7 クラス企画

 実行委員会は、テンプレ通りに役職を決め、実行委員長となった三年生の人が、配られたプリントをさらっと説明して終わった。

 そのもらったプリントというのは、A4用紙が五枚くらいホチキスで止まっていて、一枚一枚細かい文字で文化祭についての注意事項が書き連ねてあるという活字の読めない俺には目を通す気にもなれないものだった。

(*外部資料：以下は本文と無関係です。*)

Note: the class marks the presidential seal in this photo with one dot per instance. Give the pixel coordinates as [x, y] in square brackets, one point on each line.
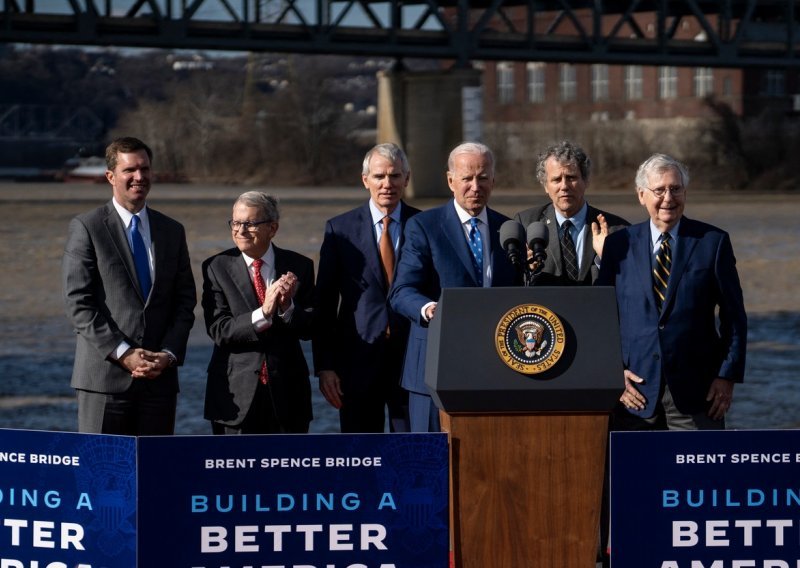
[530, 338]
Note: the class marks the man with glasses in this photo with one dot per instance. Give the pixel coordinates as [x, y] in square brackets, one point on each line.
[130, 297]
[682, 318]
[257, 307]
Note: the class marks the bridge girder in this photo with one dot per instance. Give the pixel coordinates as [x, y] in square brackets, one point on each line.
[735, 33]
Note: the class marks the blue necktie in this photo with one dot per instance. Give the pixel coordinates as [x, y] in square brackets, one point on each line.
[140, 258]
[476, 244]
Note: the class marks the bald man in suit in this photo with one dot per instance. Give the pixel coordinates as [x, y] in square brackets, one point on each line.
[131, 313]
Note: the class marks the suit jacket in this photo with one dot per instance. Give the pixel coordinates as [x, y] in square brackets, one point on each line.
[436, 255]
[352, 311]
[105, 305]
[229, 300]
[552, 273]
[682, 345]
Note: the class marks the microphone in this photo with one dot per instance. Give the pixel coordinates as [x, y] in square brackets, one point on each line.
[538, 237]
[512, 238]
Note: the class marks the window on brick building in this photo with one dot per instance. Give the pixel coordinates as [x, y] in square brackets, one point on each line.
[568, 82]
[667, 82]
[703, 81]
[633, 82]
[505, 82]
[774, 84]
[536, 86]
[599, 82]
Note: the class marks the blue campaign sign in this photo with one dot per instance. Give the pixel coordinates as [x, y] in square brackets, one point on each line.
[67, 500]
[725, 499]
[310, 501]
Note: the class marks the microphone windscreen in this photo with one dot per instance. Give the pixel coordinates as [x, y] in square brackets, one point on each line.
[537, 232]
[511, 231]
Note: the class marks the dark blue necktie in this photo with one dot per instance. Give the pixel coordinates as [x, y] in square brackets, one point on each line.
[476, 245]
[140, 258]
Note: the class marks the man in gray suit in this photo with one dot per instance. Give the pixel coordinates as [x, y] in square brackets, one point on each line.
[130, 296]
[577, 230]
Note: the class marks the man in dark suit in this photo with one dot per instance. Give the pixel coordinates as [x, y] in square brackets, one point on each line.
[573, 249]
[454, 245]
[257, 307]
[131, 311]
[359, 342]
[682, 318]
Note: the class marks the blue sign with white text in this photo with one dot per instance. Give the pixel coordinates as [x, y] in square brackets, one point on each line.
[67, 500]
[721, 499]
[316, 501]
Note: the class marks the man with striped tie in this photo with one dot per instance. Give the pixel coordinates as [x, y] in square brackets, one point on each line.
[682, 319]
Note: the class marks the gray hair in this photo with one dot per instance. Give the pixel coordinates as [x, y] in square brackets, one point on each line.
[267, 204]
[389, 151]
[470, 148]
[659, 163]
[565, 152]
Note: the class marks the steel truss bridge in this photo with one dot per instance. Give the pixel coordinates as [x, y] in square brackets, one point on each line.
[735, 33]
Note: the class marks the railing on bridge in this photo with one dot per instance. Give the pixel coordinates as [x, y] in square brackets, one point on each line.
[735, 32]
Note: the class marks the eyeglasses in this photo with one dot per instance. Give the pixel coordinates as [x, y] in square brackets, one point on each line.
[249, 226]
[674, 190]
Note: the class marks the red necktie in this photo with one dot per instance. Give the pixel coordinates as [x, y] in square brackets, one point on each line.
[261, 291]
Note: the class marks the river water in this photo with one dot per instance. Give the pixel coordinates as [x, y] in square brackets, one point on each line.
[36, 344]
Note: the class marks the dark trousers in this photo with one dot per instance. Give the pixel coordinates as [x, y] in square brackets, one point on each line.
[262, 418]
[142, 410]
[366, 401]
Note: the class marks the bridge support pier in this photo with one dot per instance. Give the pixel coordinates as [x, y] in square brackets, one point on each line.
[428, 113]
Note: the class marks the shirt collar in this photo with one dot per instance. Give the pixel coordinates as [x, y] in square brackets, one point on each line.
[377, 214]
[655, 233]
[126, 215]
[578, 220]
[268, 258]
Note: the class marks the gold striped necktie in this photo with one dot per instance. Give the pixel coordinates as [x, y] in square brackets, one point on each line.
[662, 269]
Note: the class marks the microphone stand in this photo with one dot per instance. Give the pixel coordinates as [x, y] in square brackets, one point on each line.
[532, 271]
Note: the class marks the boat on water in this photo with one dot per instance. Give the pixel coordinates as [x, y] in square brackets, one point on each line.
[91, 169]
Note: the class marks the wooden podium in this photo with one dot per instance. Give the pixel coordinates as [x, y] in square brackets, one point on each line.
[527, 449]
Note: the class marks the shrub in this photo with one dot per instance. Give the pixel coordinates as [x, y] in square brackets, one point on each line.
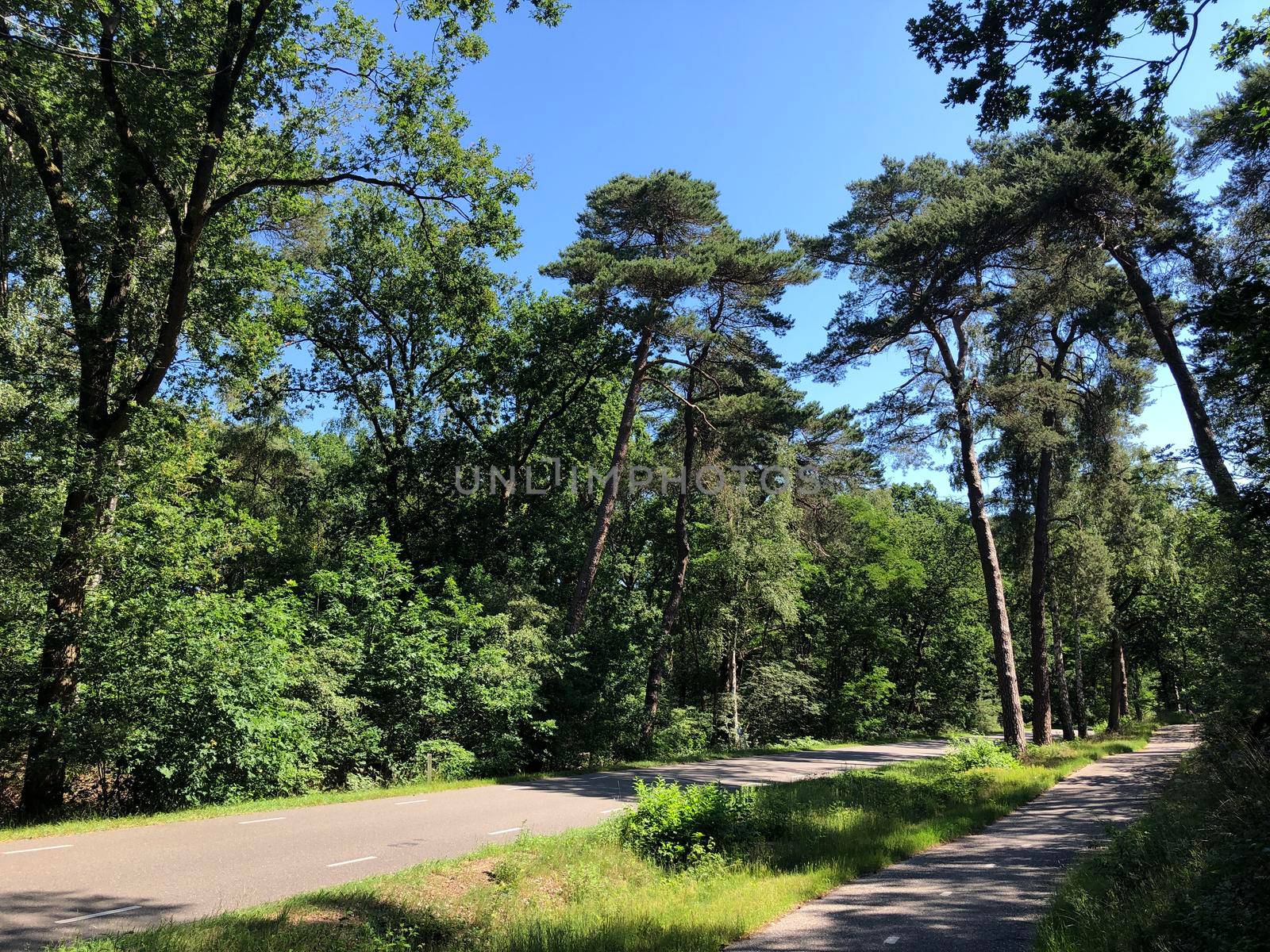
[861, 706]
[969, 753]
[780, 701]
[683, 825]
[450, 761]
[686, 734]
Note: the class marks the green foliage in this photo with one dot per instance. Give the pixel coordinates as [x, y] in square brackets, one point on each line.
[779, 702]
[973, 753]
[685, 733]
[681, 825]
[1191, 873]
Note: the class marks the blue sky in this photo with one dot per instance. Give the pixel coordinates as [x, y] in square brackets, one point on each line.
[779, 103]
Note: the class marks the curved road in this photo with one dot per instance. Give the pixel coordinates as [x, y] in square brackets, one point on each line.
[56, 888]
[987, 890]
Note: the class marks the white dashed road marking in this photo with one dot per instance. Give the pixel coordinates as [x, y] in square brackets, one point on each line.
[36, 850]
[94, 916]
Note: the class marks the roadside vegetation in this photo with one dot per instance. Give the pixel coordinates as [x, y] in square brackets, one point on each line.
[1193, 873]
[687, 869]
[14, 828]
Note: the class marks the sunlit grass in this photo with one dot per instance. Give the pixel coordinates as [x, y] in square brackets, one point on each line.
[582, 890]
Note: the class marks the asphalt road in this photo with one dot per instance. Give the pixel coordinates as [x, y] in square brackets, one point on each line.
[56, 888]
[988, 890]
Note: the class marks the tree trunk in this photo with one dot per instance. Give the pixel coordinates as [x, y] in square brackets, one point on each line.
[609, 498]
[1064, 702]
[1041, 723]
[1170, 698]
[1114, 708]
[1202, 427]
[70, 578]
[671, 613]
[999, 616]
[1123, 683]
[734, 692]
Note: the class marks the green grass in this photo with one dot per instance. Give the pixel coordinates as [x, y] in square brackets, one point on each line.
[583, 890]
[16, 828]
[1191, 875]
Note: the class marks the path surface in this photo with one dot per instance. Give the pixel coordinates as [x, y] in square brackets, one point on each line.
[987, 890]
[55, 888]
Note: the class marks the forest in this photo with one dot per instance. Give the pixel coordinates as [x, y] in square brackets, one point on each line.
[302, 489]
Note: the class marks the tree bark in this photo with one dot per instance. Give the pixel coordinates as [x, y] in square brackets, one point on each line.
[1041, 721]
[609, 498]
[1202, 427]
[1114, 708]
[999, 615]
[671, 612]
[1064, 701]
[734, 695]
[71, 574]
[1123, 683]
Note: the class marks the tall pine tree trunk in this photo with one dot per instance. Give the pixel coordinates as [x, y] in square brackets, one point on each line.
[1064, 701]
[1202, 427]
[609, 498]
[671, 612]
[999, 615]
[1114, 708]
[1041, 723]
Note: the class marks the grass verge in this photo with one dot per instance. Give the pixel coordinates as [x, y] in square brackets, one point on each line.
[14, 828]
[1191, 875]
[584, 892]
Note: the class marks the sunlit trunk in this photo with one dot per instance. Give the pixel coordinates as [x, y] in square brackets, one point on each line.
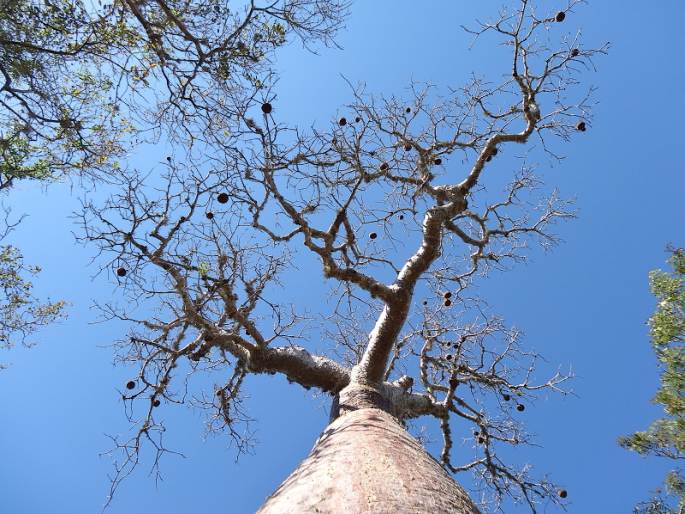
[366, 462]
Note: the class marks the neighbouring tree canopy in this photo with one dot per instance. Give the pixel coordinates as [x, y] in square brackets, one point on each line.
[20, 312]
[665, 437]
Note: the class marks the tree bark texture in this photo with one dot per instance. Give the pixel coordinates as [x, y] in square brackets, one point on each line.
[366, 462]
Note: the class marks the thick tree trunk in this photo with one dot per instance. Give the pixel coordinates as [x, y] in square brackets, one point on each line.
[366, 462]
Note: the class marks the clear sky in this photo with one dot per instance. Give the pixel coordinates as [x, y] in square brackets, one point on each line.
[583, 305]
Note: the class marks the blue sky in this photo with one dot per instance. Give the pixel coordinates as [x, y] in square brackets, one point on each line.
[582, 305]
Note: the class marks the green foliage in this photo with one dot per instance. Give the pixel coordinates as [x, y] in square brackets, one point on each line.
[666, 436]
[20, 313]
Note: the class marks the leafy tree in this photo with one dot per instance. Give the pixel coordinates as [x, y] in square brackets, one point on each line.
[20, 312]
[400, 232]
[665, 437]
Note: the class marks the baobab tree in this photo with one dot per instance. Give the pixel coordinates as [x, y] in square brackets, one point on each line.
[392, 203]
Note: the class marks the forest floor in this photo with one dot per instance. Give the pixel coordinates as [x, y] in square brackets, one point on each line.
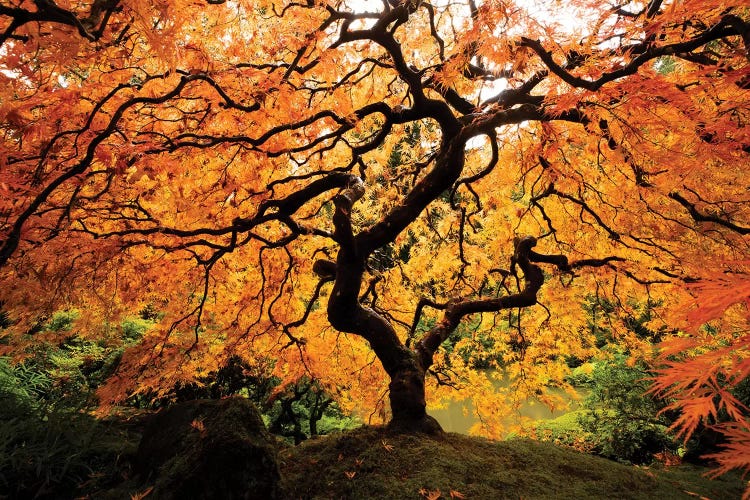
[369, 463]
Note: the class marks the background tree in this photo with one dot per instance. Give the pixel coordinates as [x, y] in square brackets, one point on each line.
[239, 165]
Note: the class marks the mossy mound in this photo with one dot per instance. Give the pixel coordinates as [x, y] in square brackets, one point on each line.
[373, 463]
[209, 449]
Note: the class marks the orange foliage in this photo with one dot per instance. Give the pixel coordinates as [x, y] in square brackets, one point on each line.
[328, 187]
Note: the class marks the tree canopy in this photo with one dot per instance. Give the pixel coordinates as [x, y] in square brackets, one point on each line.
[378, 192]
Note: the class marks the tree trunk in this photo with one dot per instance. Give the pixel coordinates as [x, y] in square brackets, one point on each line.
[407, 395]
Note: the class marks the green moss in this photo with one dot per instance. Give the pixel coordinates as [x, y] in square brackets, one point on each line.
[371, 463]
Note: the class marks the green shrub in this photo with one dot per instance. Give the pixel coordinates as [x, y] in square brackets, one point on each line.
[617, 419]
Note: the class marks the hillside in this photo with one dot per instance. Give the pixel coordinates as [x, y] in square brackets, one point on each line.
[367, 463]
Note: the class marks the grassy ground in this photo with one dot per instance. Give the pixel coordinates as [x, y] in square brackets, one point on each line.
[368, 463]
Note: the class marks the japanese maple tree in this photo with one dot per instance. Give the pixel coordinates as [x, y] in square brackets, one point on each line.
[270, 175]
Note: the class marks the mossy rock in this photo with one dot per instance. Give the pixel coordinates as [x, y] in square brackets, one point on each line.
[209, 449]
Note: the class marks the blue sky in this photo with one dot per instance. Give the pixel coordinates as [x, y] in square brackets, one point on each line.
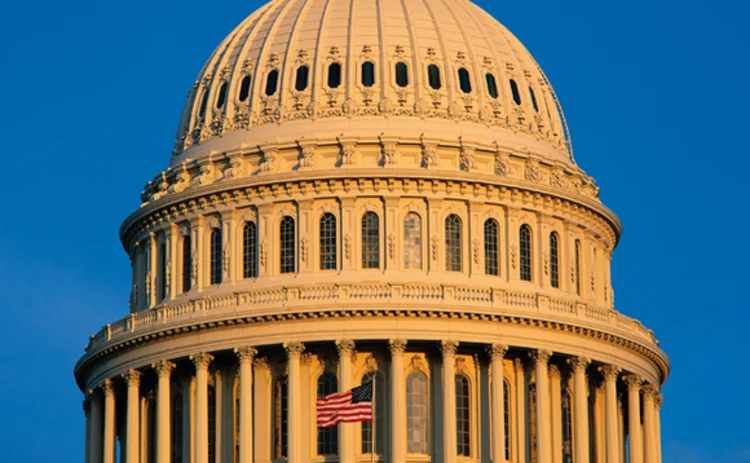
[655, 92]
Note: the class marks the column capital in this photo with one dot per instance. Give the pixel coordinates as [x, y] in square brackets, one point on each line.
[201, 360]
[294, 349]
[246, 353]
[397, 346]
[633, 381]
[345, 346]
[448, 348]
[163, 368]
[610, 372]
[132, 377]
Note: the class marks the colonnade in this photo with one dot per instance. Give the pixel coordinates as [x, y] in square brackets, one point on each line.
[643, 432]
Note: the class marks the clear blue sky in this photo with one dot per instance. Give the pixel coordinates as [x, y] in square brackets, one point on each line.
[656, 94]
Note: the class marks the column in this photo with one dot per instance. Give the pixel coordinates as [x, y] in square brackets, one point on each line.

 けど、隣を見ると鳴坂さんは至極真剣な表情でそのプリントを読んでいた。


「うん、まあ大体わかったかな!」


「ほんとに?じゃあそのままクラスでの報告よろしく」


「任せなさいっ!」


 鳴坂さんはわざとらしく敬礼のようなポーズをとる。


「それより、海翔くんはわかった?」


「全然。俺理解力ないからさ」


「そんなこと言ってるけど、ほんとは目通してもないんでしょ?」


 図星だった。


「いいよ、もともとこういう作業は私が責任持ってやるつもりだったし。それに海翔くん役に立たなそう」


「うるさいな……」


 失礼な奴だ、と思った。


(それならなんで俺なんか選んだんだよ……)


 鳴坂さんの考えてることはわからない。

 けど今それについて問い詰めたところで、ろくな答えが返ってくるとは思えなかった。



◇◇◇



 翌日のLHRロングホームルーム では、予定通り鳴坂さんが仕切って、文化祭についての説明と、余った時間でクラス企画は何をやりたいかについて話し合いをした、らしい。

 らしいというのは、それが聞いた話だったから。

 HRなんていうのは、成績にも関係しないし、居眠りをするのに絶好の時間。

 俺の認識はそんな感じだから、俺は実行委員にもかかわらず、ほとんどの時間を寝て過ごした。


「……ので、…の…は拍……しま…」


 遠くで、鳴坂さんの声が聞こえてきて、ほとんど間を置かずに拍手が鳴った。


(なんか決まったのか…)


 ぼんやりとした意識が徐々に覚醒してきて、次第に周りのざわざわとした声がはっきり聞こえるようになってくる。

 俺はおもむろに黒板を見た。


 そして後悔した。


 黒板には、俺たちのクラス企画として、『コスプレ喫茶』と書かれていた。

 それだけならまだいい。

 問題はそのあとの議題で、接客担当についての多数決だった。


 シフト制で全員コスプレをやるらしい。


 多数決の結果であろう数字が、いくつかの候補の下に書かれていて、一番多かったその選択肢と、その次に票が多かった項目の票数が、たったの一票差だった。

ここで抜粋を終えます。